Toutes voiles dehors, le NCSM Oriole déploie quelque 1 220 mètres carrés de voile en Dracon. Le travail de déploiement de ces gigantesques voiles et de dégréement des mâts s’exécute manuellement; on ne trouve aucun treuil sur le bâtiment. La coque du NCSM Oriole est en acier, mais les ponts, la cabine, les claires-voies et les écoutilles sont tous en teck. L’Oriole est un solide yacht fort utile pour l’instruction axée sur le travail d’équipe et le matelotage.
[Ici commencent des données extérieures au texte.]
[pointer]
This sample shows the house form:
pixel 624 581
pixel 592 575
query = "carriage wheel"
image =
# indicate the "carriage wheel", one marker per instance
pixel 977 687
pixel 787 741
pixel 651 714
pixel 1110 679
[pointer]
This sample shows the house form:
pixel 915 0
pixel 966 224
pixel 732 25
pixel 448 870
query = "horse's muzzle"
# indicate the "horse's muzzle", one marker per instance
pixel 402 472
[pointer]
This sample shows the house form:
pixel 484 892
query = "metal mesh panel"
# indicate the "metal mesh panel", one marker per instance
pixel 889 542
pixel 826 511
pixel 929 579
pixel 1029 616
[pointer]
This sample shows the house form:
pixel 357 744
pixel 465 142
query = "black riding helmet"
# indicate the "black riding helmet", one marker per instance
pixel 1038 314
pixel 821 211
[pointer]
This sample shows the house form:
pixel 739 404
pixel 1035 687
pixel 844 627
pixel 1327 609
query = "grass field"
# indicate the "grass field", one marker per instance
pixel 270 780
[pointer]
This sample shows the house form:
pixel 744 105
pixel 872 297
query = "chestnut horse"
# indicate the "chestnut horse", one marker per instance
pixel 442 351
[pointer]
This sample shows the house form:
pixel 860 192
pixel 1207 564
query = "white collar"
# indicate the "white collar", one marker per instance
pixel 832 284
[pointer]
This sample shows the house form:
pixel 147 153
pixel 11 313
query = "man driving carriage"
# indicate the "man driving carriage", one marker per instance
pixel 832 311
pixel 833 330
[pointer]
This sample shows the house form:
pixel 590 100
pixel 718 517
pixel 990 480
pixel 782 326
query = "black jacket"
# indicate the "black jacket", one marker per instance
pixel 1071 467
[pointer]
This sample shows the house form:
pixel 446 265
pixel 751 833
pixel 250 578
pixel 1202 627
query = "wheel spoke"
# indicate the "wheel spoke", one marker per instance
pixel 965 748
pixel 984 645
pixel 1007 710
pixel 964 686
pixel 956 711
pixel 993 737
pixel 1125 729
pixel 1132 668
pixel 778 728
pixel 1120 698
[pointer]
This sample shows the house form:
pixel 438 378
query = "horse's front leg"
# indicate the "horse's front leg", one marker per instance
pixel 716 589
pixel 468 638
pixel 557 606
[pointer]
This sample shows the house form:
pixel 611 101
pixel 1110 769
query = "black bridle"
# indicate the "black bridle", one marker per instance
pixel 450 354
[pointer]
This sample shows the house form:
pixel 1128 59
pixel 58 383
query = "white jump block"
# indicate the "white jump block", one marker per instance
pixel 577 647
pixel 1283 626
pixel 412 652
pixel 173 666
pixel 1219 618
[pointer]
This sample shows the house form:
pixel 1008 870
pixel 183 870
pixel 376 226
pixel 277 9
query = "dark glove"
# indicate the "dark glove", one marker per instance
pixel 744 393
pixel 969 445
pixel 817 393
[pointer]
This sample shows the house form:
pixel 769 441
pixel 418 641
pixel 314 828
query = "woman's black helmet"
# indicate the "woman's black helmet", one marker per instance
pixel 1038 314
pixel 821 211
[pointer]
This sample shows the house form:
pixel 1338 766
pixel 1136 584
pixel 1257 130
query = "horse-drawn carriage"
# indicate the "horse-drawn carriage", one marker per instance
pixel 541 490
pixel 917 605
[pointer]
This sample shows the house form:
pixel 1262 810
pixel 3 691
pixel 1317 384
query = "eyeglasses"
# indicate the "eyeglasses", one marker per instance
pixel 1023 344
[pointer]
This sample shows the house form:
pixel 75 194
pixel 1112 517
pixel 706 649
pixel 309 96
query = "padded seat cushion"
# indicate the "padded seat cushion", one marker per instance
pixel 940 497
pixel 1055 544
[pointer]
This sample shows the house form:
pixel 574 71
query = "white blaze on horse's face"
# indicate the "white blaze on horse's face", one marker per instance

Sa participation à des courses a principalement pour objectif d’offrir à des équipages inexpérimentés d’autres possibilités d’instruction.

Notice biographique du commandant

Né dans une famille militaire à Summerside, dans l’Île-du-Prince-Édouard, le Capc Foran s’enrôle dans la Marine royale canadienne à Ottawa, à bord du NCSM Carleton, en 2003. Avant d’entreprendre sa carrière militaire en tant qu’officier de guerre navale, il œuvre pendant plusieurs années dans des programmes de formation à bord de grands voiliers hauturiers civils sur les Grands Lacs. À la fin de son instruction en 2006, le Capc Foran sert comme officier de pont sur le NCSM Moncton et le NCSM Shawinigan. Après avoir obtenu sa qualification d’officier navigateur de la flotte, il sert à titre de navigateur à bord du NCSM Glace Bay et du NCSM Moncton. En 2011, le Capc Foran se joint au Centre d’instruction des officiers de la marine à titre d’instructeur en navigation de la flotte. Il y donne également le premier cours sur les opérations dans l’Arctique. Il sert en tant qu’officier des opérations à bord du NCSM Summerside, puis à titre de second du NCSM Moncton dans le cadre de déploiements dans des théâtres d’opérations en Arctique, dans les Caraïbes, dans la mer Méditerranée et en Afrique occidentale. Parmi les missions terrestres auxquelles il participe, mentionnons la mission des Nations Unies au Soudan (opération SAFARI) et la Force opérationnelle multinationale 150 au Bahreïn, mission pour laquelle il reçoit une mention élogieuse du commandant. Avant de prendre le commandement du NCSM Oriole, le Capc Foran occupe la fonction d’officier de guerre côtière au sein du 5e Groupe des opérations maritimes. Il réside actuellement à Darmouth, en Nouvelle-Écosse, avec sa femme Lesley, où le couple s’adonne à la voile et à la marche avec leur chien Brisbane.